For James Boswell posts please follow the labels on the right.

This blog mainly contains reviews from the Edinburgh Festivals from 2008 to 2010 which I wrote for the Edinburgh Festivals Magazine. These reviews cover everything from comedy to contemporary dance; children's theatre to Handel.

Sunday, 23 October 2011

Elizabeth & Raleigh Review

Elizabeth & Raleigh

Edinburgh is famous for its history and comedy; Elizabeth and Raleigh provides both in a medley of cross-dressing, singing, and slideshows. At first we are welcomed by Sir Walter Raleigh (Miles Jupp), promoter of those two bastions of civilization; the potato and smoking. Raleigh’s opening monologue provides a brief overview of personal triumphs (through that quintessentially medieval medium of slideshow) and his plan to woo the ‘virgin’ queen and gain her hand in marriage. This falters at times and Jupp’s failed attempts at razor sharp delivery have little to fall back on in what amounts to a performance lacking energy and vivacity.
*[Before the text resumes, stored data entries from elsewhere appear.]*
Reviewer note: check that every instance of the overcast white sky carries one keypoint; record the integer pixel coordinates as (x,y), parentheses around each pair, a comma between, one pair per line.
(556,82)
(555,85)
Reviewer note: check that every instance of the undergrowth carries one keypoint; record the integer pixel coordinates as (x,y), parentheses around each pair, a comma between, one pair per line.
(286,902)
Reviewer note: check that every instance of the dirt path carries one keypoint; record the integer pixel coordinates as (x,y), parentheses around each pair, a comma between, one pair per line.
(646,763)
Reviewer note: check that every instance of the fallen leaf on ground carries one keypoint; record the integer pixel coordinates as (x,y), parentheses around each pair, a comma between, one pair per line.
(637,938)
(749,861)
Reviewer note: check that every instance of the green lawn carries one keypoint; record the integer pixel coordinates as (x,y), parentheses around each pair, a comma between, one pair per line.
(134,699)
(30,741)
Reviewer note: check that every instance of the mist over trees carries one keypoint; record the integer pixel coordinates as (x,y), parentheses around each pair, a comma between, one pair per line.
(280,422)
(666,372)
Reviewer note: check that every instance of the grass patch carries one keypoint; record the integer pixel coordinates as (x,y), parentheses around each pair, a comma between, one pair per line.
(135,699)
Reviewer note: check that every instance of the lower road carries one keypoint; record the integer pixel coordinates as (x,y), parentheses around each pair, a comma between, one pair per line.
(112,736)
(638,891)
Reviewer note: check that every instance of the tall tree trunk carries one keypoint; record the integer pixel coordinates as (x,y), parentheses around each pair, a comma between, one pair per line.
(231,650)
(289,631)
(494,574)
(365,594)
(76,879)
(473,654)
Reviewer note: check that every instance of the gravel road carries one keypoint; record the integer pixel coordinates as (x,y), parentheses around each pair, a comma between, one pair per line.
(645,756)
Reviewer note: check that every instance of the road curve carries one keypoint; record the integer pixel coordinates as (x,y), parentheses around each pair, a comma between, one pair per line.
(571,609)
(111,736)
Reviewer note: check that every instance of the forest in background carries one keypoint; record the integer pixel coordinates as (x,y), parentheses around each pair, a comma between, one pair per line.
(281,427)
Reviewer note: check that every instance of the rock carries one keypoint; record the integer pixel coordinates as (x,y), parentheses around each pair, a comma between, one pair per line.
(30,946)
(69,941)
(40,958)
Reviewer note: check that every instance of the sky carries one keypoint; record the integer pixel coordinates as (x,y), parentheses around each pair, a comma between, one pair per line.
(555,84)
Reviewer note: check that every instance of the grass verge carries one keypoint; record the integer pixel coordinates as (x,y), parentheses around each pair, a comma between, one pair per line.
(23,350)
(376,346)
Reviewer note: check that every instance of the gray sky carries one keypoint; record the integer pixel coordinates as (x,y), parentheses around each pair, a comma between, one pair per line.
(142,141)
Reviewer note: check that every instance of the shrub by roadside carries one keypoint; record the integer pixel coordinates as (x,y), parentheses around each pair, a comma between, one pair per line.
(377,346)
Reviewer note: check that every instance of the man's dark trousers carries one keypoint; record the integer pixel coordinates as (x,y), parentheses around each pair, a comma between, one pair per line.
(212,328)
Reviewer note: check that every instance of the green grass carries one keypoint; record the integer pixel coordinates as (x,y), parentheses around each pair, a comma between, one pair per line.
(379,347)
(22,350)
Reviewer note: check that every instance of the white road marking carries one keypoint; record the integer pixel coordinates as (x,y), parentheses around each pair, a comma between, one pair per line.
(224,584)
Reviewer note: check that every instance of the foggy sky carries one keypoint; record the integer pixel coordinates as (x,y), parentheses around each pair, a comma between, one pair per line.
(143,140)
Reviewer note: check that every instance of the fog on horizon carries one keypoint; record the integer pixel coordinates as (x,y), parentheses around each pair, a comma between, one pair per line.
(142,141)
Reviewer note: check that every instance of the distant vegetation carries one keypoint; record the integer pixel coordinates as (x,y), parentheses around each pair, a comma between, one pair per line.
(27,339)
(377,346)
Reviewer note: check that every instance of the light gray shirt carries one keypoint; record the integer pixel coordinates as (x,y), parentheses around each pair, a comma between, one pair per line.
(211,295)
Elizabeth (Simon Munnery) enters and the pace swiftly picks up; any member of the audience not from Englandshire being verbally attacked in the process. ‘To the Italians I say this: Rome wasn’t built in a day; it could have been if you talked less with your arms.’ Funny at first, this predictable stereotyping soon becomes tired and strikes of a laziness in the writing. Indeed much of the play conjures up images of a public school-boy humour complete with the cross dressing, crude sexual jokes and xenophobia mixed in with glimmers of wit and intelligence. The cavorting tone is also severed by an ending which becomes bizarrely serious. Surely this isn’t actually meant to be a comment on Elizabeth’s failure to conceive a child? The audience are thus left to file out baffled in what amounts to a very mediocre performance.